★『概要』★
気分や感情は、「反応」です。当たり前ですが、悲しい目に遭えば、悲しい。うれしいことがあったから、うれしい。おもしろいことに接したら、笑うでしょう。
これらは実際のことですが、実際には無いことでも、感情は生じます。
ただのロープであっても、それをヘビだと勘違いすれば、驚くでしょう。悪口を言われていると勘違いしただけでも、気分は沈む。調子が悪いことを拡大解釈して、大病だと思い込んでしまうと、不安になってしまいます。
このように、勘違いしたり、誇張したり、そんな現実ではないことが、気分に大きな影響を与えてしまうことがある。さらに、これが長い間続くと、ストレスが蓄積し、うつ病に発展することだってあるでしょう。
一時的な不安や気分の落ち込みなら、問題ありません。でも、長い間そうであると、心身共にまいってしまう。金属だって、長い期間、力を繰り返し受けていたら、ポキリと折れてしまいます。この金属疲労と同じように、人間だって、どうにかなってしまうのです。
精神科医のアーロン・ベック( Aaron Temkin Beck )は、うつ病患者の特徴に悲観的な思考があることに気づきました。何かにつけ否定的に捉える、そんな考え方の癖が見られた。
それがこれから紹介する「認知の歪み」と呼ばれるものです。また、アーロン・ベックは、認知の歪みを修正する方法として、「認知療法( Cognitive Therapy )」を考案しました。
【認知療法】
出来事に対して自動的にもつ誤った考えや認知の歪(ひず)みを修正することによって,感情や行動の変容を図る心理療法。
(大辞林)
我々は目の前のものを見て、「○○だ」と認知します。けれど、それが客観的なものであるとは、限りません。勘違いや思い込みをすることもある。そして、前述のとおり、間違った ―― 主に否定的な ―― 認知は、嫌な気分を生んでしまいます。
その結果、悲しまないでいいことで悲しみ、怒らないでいいことで怒り、混乱したり、うつ症状になることだってある。
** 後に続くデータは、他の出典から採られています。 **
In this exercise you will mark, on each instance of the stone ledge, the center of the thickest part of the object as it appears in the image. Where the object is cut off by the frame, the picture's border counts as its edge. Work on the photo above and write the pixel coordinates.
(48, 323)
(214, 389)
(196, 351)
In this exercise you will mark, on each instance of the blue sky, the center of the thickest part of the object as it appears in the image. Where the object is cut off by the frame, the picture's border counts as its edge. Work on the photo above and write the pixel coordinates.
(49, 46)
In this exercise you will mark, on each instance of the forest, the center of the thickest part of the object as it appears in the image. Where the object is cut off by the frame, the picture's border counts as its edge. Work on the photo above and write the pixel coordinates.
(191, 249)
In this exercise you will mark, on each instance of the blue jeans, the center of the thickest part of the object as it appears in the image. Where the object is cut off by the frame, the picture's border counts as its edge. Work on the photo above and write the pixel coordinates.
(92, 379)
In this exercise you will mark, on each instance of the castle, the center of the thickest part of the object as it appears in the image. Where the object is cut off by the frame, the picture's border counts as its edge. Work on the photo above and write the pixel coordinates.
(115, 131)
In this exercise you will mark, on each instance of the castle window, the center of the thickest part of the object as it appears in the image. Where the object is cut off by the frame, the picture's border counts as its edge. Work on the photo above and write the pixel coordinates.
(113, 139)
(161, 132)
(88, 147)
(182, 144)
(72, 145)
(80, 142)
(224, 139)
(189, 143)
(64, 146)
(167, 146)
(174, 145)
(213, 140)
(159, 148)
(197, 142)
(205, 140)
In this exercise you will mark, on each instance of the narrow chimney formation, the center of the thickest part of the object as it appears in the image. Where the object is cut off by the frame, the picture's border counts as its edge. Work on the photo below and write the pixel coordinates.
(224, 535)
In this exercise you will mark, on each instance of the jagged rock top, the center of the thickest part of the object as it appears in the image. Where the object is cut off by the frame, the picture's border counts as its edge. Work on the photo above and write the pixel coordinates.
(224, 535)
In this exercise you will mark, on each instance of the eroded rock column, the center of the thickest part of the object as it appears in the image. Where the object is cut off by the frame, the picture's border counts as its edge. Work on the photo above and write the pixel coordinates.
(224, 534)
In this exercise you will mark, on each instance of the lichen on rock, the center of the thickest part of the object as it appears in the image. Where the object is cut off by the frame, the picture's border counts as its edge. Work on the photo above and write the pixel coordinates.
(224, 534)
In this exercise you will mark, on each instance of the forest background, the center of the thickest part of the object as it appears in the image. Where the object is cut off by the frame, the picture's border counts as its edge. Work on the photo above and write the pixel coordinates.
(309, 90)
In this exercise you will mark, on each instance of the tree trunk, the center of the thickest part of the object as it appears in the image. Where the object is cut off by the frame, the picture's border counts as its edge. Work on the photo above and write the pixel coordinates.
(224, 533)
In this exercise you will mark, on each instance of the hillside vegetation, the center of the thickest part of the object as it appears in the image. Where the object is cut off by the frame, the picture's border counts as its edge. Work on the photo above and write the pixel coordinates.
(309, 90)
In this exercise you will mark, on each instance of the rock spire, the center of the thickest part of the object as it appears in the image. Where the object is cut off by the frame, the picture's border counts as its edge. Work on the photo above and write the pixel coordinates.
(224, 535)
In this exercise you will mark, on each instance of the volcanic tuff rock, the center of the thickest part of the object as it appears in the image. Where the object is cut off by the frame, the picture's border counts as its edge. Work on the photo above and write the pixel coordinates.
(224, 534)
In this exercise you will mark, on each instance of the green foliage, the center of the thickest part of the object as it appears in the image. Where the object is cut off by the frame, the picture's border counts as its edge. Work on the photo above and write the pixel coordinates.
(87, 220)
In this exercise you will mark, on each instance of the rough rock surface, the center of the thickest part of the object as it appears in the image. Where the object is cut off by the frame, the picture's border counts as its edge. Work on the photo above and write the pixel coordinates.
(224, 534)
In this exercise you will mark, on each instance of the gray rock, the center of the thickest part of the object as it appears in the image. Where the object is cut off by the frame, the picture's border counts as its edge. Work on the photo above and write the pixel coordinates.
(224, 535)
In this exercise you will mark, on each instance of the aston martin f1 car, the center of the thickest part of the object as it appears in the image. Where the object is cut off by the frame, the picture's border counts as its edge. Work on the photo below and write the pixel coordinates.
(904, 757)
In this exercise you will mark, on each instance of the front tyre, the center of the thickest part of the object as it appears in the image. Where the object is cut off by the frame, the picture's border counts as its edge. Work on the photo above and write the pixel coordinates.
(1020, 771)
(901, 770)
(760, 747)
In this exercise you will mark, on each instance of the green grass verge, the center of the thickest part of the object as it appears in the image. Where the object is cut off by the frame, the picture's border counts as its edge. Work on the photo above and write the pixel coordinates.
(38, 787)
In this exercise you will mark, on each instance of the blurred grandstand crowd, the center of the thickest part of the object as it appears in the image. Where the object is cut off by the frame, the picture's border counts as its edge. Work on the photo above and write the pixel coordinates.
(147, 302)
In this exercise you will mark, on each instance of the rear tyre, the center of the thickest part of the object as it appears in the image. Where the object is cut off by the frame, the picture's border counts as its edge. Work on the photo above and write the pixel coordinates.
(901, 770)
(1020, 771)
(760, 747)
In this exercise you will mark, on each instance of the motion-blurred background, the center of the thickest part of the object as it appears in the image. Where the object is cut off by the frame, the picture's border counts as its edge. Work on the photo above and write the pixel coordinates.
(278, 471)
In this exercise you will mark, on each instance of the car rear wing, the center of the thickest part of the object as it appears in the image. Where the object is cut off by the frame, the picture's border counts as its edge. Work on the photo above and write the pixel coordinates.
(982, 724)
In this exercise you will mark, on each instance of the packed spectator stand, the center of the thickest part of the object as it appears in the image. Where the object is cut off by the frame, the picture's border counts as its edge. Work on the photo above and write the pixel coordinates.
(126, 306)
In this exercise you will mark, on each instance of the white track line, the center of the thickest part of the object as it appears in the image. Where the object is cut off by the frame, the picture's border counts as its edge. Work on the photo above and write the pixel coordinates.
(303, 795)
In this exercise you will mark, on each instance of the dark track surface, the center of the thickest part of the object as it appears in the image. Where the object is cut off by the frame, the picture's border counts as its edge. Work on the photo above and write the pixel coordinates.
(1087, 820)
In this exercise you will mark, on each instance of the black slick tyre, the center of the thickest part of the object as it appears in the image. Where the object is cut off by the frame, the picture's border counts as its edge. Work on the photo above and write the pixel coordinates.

認知の歪みは、目を曇らせます。目の前の事実を、実際より大きくしたり、小さくしたりと、極端なものにしてしまう。そしてそれが心に影響を与え、しまいには身体の不調や虚無感など、様々な問題を生んでしまう。
この歪みは多くの場合、マイナス思考を強化してしまいます。さらには否定的な未来を想像、確信するようになり、生きる気力を失くさせてしまう。
これらはいわば、勘違い。なので、「な〜んだ、違うのか」と思えれば、修正できる。「本当は、そんなに悲観的でないのか」と、ホッとできます。
とはいえ、考え方の癖がついてしまっているので、そのままでは変化がありません。この自動思考に対し、意識的にストップをかけねばならない。
例えば、書き出してみて、それが現実なのかどうか、検証する。「本当にそうなのだろうか?」「極端になってないだろうか?」と、確かめるんですね。
まずは、否定的な自動思考に気づき、現実にはどうなのか比べ、「思っていること」と「実際」のギャップを埋めればいい。そうすれば自ずと、気分も晴れてきます。
悩まない、悲しまない、というのではありません。悩み過ぎや悲しみ過ぎから脱し、ほどほどに悩み、ほどほどに悲しめばいい。それが人間らしさです。イライラや不安にしても、ゼロにするのではなく、ほどほどにすればいいのです。
認知の歪みの種類は、以下の10個。
□ 01.全か無か思考 (all-or-nothing thinking)
□ 02.過度の一般化 (overgeneralization)
□ 03.心のフィルター (mental filter)
□ 04.マイナス化思考 (disqualifying the positive)
□ 05.結論の飛躍 (jumping to conclusion)
□ 06.誇大視(拡大解釈)と過小評価 (magnification and minimization)
□ 07.感情的決めつけ (emotional reasoning)
□ 08.すべき思考 (should thinking)
□ 09.レッテル貼り (labeling and mislabeling)
□ 10.個人化・自己関連づけ (personalization)
では、それぞれについて、見ていきましょう。
「全か無か思考」に進む >>
<社会的な意義>
認知の歪みは、個人に生じると同時に、社会にも生じるようです。時々、間違った通説が、まかり通っていたりするでしょ。「俗説」といっても、いいかな。
【俗説】
世間に言い伝えられている根拠のはっきりしない話。
(大辞林)
根拠の無いことで非難されると、人間が痛みます。また、非難した方も、罪を負うことになってしまう。
なので、認知の歪みを解消することは、個人にとって有益であると同時に、社会にとっても意味ある事だと言えそうです。個人の救いになると同時に、社会を成長させることにもつながる。